Kiwis spent a record $347 million on interactive games last year, as digital sales soared 34% and retail console hardware and accessory sales also grew significantly.

The Interactive games and Entertainment Association (IGEA) says the 18% year-on-year increase in overall sales came despite a drop in retail sales, which were down 2% to $130 million.

That decrease was more than offset by the 34% jump in digital sales, to $217 million.

Those results come as Minister of Revenue Todd McClay asks officials to look at the measures other countries are taking to collect sales tax on digital imports such as games, music and films.

On the retail side, console hardware and accessory sales bucked the downward trend, recording increases of 24% to $40 million and 2% to $16 million, respectively, following the launch of the PlayStation 4 and Microsoft Xbox One.

New consoles have shown the highest sales within the first 12 months of launch of any console hardware entering the New Zealand market, IGEA says.

The PS3 and Xbox 360 continue to contribute a ‘significant’ amount to overall software sales, the report says.

Sales of console software sold through traditional retail outlets slipped 9.3% year-on-year, to $64 million, though PS4, Xbox One, 3DS and Wii U all experienced software growth.

Digital downloads climbed 13% to $54 million, with the majority of New Zealand mobile games revenues generated through in-app purchases.

IGEA says the shift to mobile and subscription-based services showed the largest increase, continuing a trend established in previous years.

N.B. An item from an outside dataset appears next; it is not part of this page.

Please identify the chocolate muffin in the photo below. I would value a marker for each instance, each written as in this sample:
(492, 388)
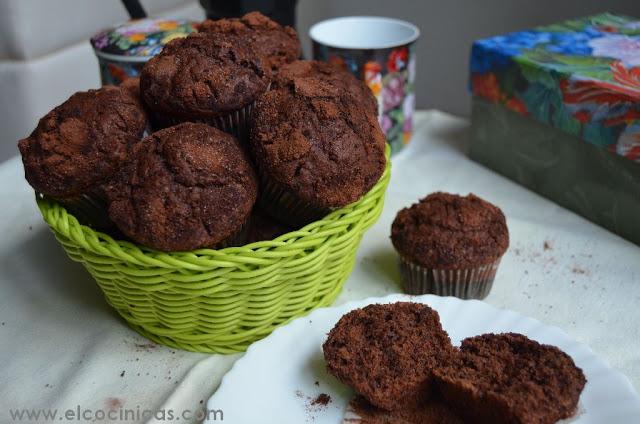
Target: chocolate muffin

The research, conducted by technology analysts Telsyte, shows subscription-based services soared 41% to $31 million, while mobile games and in-app purchases jumped a ‘staggering’ 43% to $132 million.

Mark Goodacre, IGEA New Zealand director, says new major console releases and an ongoing shift toward digital sales clearly show New Zealanders to be avid consumers of games across a wide variety of platforms.

“The strong overall growth of the industry highlights the fact that New Zealanders are exploring a range of ways to purchase video games and hardware, from traditional bricks and mortar stores through to online retailers. New Zealanders are also embracing the new and complimentary ways to play games on mobile and tablet devices.”

Foad Fadaghi, Telsyte managing director, points towards mobile gaming as driving the industry, followed by digital and subscriptions.

“The New Zealand interactive games market continues to driven by the strong uptake of tablet and smartphone gaming, as well as a burgeoning digital download market, which is set to grow substantially to 2019,” he says.

He says better internet connectivity will further drive a shift towards digital delivery of interactive content and provide opportunities for further gaming innovation, ushering in ‘a new era of gaming for many New Zealanders, including virtual reality and cloud game services.